Все бабушки любят своих внучек и внуков. Но душа наша знает часто больше, чем разум. Из внучат моя бабка любила меня одну. До сих пор, если я чувствую себя одинокой, я словно бы снова делаюсь маленькой и призываю ее на помощь себе.

«Не оставь меня, бабушка! Сделай так, чтоб медленней билось мое старое сердце. Бабушка!.. Ба-а-буш-ка!»

«Я тут», – отвечает мне бабушкина любовь.

Ее глаза были прикрыты стеклами толстых очков (эти глаза, которые сдали от возраста, оперировал знаменитый в Одессе доктор Филатов).

Лицо у бабушки было в глубоких бороздах, седые, очень густые волосы коротко стрижены, а поверх волос надет «очипок». Руки у бабушки темно-коричневые. В руках она держала палку даже тогда, когда сидела на стуле. Палка опиралась об пол, а сверху, на ее круглом конце, – рука, и на ней – другая рука (этажами).

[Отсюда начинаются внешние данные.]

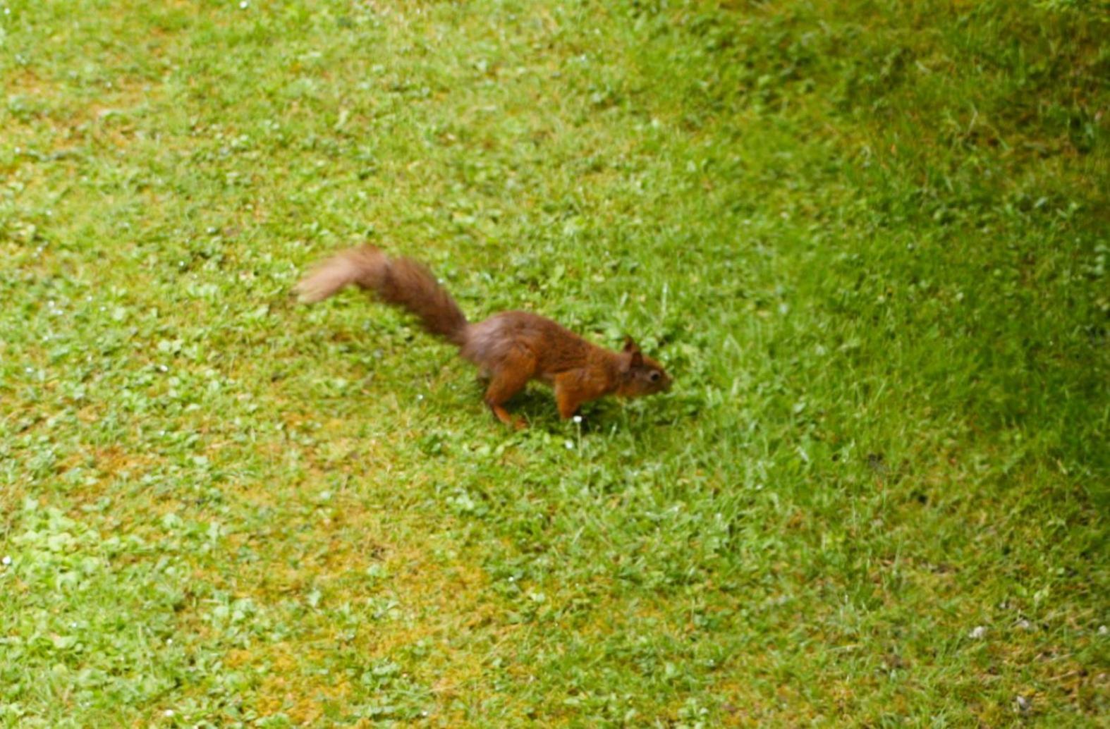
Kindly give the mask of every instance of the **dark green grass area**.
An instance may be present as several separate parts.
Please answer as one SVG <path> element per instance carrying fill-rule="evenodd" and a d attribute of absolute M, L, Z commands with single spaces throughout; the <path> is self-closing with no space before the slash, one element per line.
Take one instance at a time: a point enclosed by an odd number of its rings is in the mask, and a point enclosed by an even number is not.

Бабушка прекрасно владела речью, любила поговорить и рассказывала разные разности. Она говорила, а ее коричневое лицо с полуслепыми глазами казалось совсем неподвижным. Двигались, двигались только коричневые бабушкины пальцы, как бы пытаясь вылепить что-то.

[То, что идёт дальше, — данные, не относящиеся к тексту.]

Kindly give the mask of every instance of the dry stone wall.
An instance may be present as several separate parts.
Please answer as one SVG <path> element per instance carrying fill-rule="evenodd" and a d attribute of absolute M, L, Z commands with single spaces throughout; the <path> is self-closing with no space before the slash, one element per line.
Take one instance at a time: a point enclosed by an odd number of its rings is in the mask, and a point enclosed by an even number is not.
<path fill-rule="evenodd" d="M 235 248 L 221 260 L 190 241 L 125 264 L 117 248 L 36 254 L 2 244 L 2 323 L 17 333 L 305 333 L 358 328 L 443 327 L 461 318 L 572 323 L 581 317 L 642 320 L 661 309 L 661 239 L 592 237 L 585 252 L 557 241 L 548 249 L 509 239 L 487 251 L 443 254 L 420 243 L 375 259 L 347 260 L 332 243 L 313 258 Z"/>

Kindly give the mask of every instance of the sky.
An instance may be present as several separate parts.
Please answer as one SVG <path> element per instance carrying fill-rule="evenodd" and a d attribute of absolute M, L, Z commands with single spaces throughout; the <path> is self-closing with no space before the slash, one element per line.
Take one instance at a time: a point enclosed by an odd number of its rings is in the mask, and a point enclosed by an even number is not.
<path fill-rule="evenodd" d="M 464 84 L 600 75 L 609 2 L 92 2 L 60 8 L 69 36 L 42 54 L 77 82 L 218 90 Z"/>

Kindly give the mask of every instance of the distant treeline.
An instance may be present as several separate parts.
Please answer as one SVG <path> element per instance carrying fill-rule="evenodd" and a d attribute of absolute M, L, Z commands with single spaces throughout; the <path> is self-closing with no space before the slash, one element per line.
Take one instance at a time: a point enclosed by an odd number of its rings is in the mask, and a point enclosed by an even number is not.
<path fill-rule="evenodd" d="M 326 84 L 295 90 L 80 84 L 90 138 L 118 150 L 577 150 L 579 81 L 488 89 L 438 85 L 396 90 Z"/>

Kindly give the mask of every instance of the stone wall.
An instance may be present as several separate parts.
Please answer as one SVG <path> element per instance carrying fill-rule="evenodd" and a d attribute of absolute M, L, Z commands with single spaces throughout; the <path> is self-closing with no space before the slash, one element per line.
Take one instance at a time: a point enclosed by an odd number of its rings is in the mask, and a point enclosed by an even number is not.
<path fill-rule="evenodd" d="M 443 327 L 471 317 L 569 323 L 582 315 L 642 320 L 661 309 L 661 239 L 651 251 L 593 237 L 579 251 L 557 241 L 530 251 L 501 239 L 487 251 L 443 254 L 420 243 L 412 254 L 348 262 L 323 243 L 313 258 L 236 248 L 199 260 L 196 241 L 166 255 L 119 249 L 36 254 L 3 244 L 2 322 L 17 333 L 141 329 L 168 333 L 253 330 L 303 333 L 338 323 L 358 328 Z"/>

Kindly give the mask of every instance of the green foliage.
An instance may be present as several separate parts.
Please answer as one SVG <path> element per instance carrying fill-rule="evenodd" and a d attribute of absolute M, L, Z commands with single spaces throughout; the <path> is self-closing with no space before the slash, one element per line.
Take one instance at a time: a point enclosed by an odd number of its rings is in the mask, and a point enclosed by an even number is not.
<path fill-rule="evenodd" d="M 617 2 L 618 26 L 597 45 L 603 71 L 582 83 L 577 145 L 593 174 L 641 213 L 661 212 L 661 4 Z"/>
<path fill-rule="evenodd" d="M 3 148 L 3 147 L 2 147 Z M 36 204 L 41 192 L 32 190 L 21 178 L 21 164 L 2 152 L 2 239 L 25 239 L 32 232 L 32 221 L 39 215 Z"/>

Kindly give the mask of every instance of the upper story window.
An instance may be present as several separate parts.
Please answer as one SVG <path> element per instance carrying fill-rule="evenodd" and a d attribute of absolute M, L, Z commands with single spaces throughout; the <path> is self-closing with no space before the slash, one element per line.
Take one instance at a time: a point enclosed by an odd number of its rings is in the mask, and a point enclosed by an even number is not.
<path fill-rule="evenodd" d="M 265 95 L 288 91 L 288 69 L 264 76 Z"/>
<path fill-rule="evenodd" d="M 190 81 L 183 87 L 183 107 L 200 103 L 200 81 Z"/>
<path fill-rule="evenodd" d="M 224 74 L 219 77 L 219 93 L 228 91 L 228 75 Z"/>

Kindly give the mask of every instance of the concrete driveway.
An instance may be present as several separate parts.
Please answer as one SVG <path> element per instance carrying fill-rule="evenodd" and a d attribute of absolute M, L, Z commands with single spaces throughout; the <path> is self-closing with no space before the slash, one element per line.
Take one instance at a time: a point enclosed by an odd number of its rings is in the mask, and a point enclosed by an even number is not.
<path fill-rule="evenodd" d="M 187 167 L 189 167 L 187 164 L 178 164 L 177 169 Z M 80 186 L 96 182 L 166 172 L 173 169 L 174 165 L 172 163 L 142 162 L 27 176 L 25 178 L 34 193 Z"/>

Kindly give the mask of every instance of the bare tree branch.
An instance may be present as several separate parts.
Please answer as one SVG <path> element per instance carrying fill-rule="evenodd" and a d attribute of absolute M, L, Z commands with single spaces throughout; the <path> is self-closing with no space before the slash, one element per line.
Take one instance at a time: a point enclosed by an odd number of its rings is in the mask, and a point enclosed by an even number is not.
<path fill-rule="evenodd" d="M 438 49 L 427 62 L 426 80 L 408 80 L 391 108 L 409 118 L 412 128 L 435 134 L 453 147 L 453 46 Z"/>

Она мне рассказывала о том, как однажды в «Местечке» они переходили реку. Тронулся лед, люди стали тонуть. Они громко кричали и звали на помощь. С берега кинули им канат.

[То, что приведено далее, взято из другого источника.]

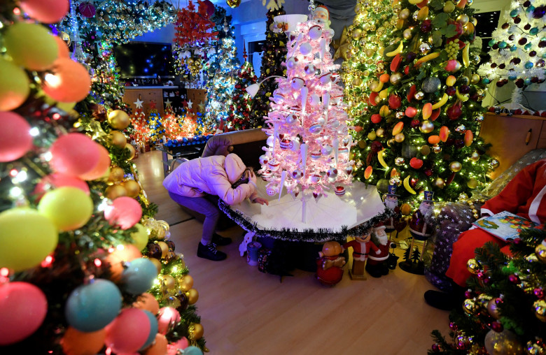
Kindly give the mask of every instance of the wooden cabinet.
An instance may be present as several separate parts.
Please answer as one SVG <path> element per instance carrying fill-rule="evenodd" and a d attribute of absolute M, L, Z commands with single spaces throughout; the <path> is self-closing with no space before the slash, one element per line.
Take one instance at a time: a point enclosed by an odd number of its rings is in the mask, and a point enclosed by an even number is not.
<path fill-rule="evenodd" d="M 479 136 L 491 147 L 488 154 L 498 160 L 494 179 L 525 153 L 546 148 L 546 119 L 536 116 L 500 116 L 487 113 Z"/>

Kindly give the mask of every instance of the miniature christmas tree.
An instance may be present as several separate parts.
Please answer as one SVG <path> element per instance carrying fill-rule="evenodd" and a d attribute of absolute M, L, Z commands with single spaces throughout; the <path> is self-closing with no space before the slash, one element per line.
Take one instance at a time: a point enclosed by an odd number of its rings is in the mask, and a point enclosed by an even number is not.
<path fill-rule="evenodd" d="M 315 16 L 324 10 L 317 8 Z M 276 79 L 265 129 L 270 136 L 260 159 L 270 195 L 281 194 L 285 186 L 293 196 L 304 190 L 315 198 L 342 195 L 352 180 L 352 140 L 334 72 L 339 66 L 327 49 L 332 34 L 316 17 L 298 24 L 289 35 L 288 78 Z"/>
<path fill-rule="evenodd" d="M 150 141 L 153 144 L 159 144 L 165 134 L 165 127 L 161 115 L 155 108 L 157 103 L 152 100 L 150 102 L 150 112 L 148 113 L 148 126 L 150 129 Z"/>
<path fill-rule="evenodd" d="M 222 39 L 218 50 L 220 67 L 214 78 L 207 83 L 206 113 L 204 125 L 207 130 L 212 130 L 218 123 L 227 122 L 230 115 L 230 107 L 233 103 L 233 91 L 239 61 L 237 59 L 235 42 L 231 37 Z"/>
<path fill-rule="evenodd" d="M 496 85 L 514 81 L 517 89 L 512 106 L 521 103 L 522 91 L 544 82 L 546 39 L 544 38 L 545 4 L 536 0 L 513 0 L 510 10 L 501 18 L 507 19 L 493 31 L 489 41 L 491 59 L 483 63 L 478 73 L 489 84 L 498 79 Z"/>
<path fill-rule="evenodd" d="M 438 201 L 455 201 L 483 187 L 486 173 L 498 163 L 484 154 L 486 146 L 477 137 L 485 92 L 476 73 L 480 49 L 472 46 L 476 21 L 470 2 L 404 0 L 393 6 L 389 21 L 365 22 L 358 21 L 369 19 L 363 15 L 369 11 L 367 1 L 359 3 L 351 36 L 359 40 L 355 56 L 381 58 L 370 71 L 372 80 L 360 82 L 351 72 L 344 75 L 347 90 L 360 86 L 370 92 L 363 115 L 358 115 L 359 103 L 353 103 L 354 159 L 362 165 L 357 178 L 376 184 L 380 193 L 403 182 L 400 198 L 414 205 L 424 190 L 434 191 Z M 382 36 L 379 50 L 360 41 L 367 36 L 365 27 Z"/>
<path fill-rule="evenodd" d="M 265 43 L 262 55 L 262 66 L 260 69 L 261 81 L 272 75 L 286 76 L 286 67 L 282 65 L 286 58 L 286 35 L 276 27 L 273 17 L 286 13 L 281 6 L 278 10 L 267 11 L 267 20 L 265 22 Z M 273 95 L 273 91 L 276 89 L 275 80 L 266 80 L 260 86 L 258 94 L 252 103 L 252 126 L 261 125 L 264 117 L 270 110 L 269 98 Z"/>
<path fill-rule="evenodd" d="M 252 64 L 246 61 L 246 50 L 243 57 L 244 63 L 239 69 L 233 93 L 233 106 L 227 117 L 227 128 L 230 130 L 241 130 L 253 128 L 251 121 L 251 108 L 252 97 L 245 91 L 245 88 L 256 82 L 258 78 L 254 74 Z"/>
<path fill-rule="evenodd" d="M 528 229 L 510 245 L 476 249 L 467 263 L 475 275 L 462 308 L 449 316 L 450 340 L 438 331 L 428 354 L 545 354 L 546 230 Z"/>

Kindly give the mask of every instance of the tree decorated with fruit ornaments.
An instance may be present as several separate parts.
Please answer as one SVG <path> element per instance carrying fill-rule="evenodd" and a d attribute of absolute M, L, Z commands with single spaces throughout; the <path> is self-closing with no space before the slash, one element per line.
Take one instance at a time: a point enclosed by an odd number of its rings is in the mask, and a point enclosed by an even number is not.
<path fill-rule="evenodd" d="M 227 117 L 227 129 L 239 131 L 255 128 L 251 125 L 251 106 L 253 98 L 245 91 L 245 88 L 255 83 L 258 78 L 254 74 L 252 64 L 246 60 L 245 50 L 244 63 L 237 72 L 235 89 L 233 92 L 233 106 Z"/>
<path fill-rule="evenodd" d="M 545 6 L 544 1 L 512 1 L 510 10 L 501 17 L 506 22 L 493 31 L 489 41 L 491 59 L 482 64 L 478 70 L 486 84 L 498 79 L 496 84 L 500 87 L 509 80 L 514 81 L 517 89 L 512 104 L 515 107 L 521 103 L 527 87 L 546 79 Z"/>
<path fill-rule="evenodd" d="M 181 348 L 183 331 L 163 332 L 150 303 L 134 304 L 158 274 L 140 251 L 162 232 L 130 162 L 129 116 L 94 102 L 87 69 L 39 23 L 69 1 L 43 4 L 0 5 L 2 352 L 164 354 L 167 338 Z M 176 326 L 204 349 L 186 310 Z"/>
<path fill-rule="evenodd" d="M 335 72 L 339 66 L 328 50 L 333 31 L 325 17 L 326 8 L 319 6 L 288 35 L 287 78 L 276 79 L 265 121 L 270 137 L 260 158 L 270 195 L 284 187 L 294 196 L 343 195 L 352 180 L 352 139 Z"/>
<path fill-rule="evenodd" d="M 368 110 L 354 122 L 354 159 L 362 164 L 356 177 L 382 193 L 402 184 L 397 192 L 414 205 L 424 190 L 454 201 L 482 187 L 498 164 L 477 137 L 485 93 L 476 73 L 474 10 L 466 0 L 402 0 L 393 10 L 396 25 L 382 41 L 373 80 L 361 84 L 371 92 Z M 365 55 L 368 49 L 356 48 Z M 351 73 L 345 80 L 360 84 Z"/>
<path fill-rule="evenodd" d="M 510 245 L 512 256 L 496 244 L 477 248 L 467 268 L 462 307 L 449 316 L 449 339 L 433 332 L 428 354 L 546 352 L 546 230 L 528 229 Z"/>
<path fill-rule="evenodd" d="M 282 28 L 278 27 L 273 17 L 286 14 L 284 8 L 281 6 L 277 10 L 271 9 L 266 14 L 267 20 L 265 22 L 265 43 L 262 48 L 262 66 L 260 69 L 260 78 L 262 81 L 272 75 L 286 76 L 286 67 L 282 65 L 286 59 L 286 35 Z M 258 94 L 252 102 L 251 125 L 253 127 L 260 126 L 264 118 L 271 110 L 269 98 L 273 95 L 273 92 L 277 87 L 275 80 L 266 80 L 261 85 Z"/>

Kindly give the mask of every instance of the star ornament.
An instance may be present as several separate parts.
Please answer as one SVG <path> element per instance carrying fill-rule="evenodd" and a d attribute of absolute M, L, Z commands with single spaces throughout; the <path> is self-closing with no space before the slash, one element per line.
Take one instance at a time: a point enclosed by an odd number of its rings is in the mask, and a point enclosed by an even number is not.
<path fill-rule="evenodd" d="M 141 101 L 140 99 L 137 99 L 136 101 L 134 102 L 133 103 L 134 103 L 136 106 L 136 108 L 139 109 L 142 108 L 142 103 L 144 103 L 144 101 Z"/>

«Ты – первый! Нет, ты! Нет, ты!!!»

– Э-эх, детка, знала бы, какая в ту минуту была любовь!

Месяцев через пять у бабки родился сынок. Он ходил на реку, не отходил от берега. И вот однажды он вошел в воду и утонул.

– Ты плакала?

– Нет. А может, и плакала. Это было давно. Не помню.

Покою мне не было от бабушкиных рассказов..

Я выросла и записала их. Рассказы пропали во время блокады. Я не жалею о них: мне просто надо было спеть свою песню о бабушке.

Когда мне минуло четыре года, мама привела меня в детский сад. Там я подолгу (нет, вечно!) сидела над манной кашей. И там-то определились черты моего будущего ремесла.

Однажды учительница нам показала картинки и попросила, чтоб мы ей что-нибудь о них рассказали. Очередь дошла до меня. Я принялась рассказывать. Я всё знала про эти картинки. Я говорила, говорила и говорила... Учительница на меня поглядела, глаза у нее стали круглые. А я говорила... Как видите, я говорю до сих пор.

Мир вокруг себя мы измеряем самими собой. Я была уверена в том, что все, точно так же как я, рассказывают себе какие-нибудь истории.

Часть моих историй оживала в темноте и тишине ночи.

...Якобы я и Лёня – знакомый мальчик (он теперь капитан-наставник) – гуляем по зоосаду и заходим в клетку со львом. (Никто про это не знает, но мы хорошо говорим по-звериному.)

Удивительно, но во всех этих дурацких историях я не бывала девочкой – только мальчиком. Выросши, я не пыталась писать стихов, потому что стихи – это «Я». Но мне невозможно и неинтересно было говорить о себе: «я думала, чувствовала, была». Я хотела говорить только: «думал, чувствовал, был». Так я и говорю, разумеется... по ночам. Когда беседую в зоопарке со львами.

Один раз я одиноко сидела в комнате под качалкой и рассказывала себе «только правду». Моя игра была бесконечной. Она начиналась с подступов к игре: я искала «правдивого звука». Для этого я начинала игру всё сначала, сначала...

...И вот я работаю на Преображенской улице и... якобы я ломовой извозчик.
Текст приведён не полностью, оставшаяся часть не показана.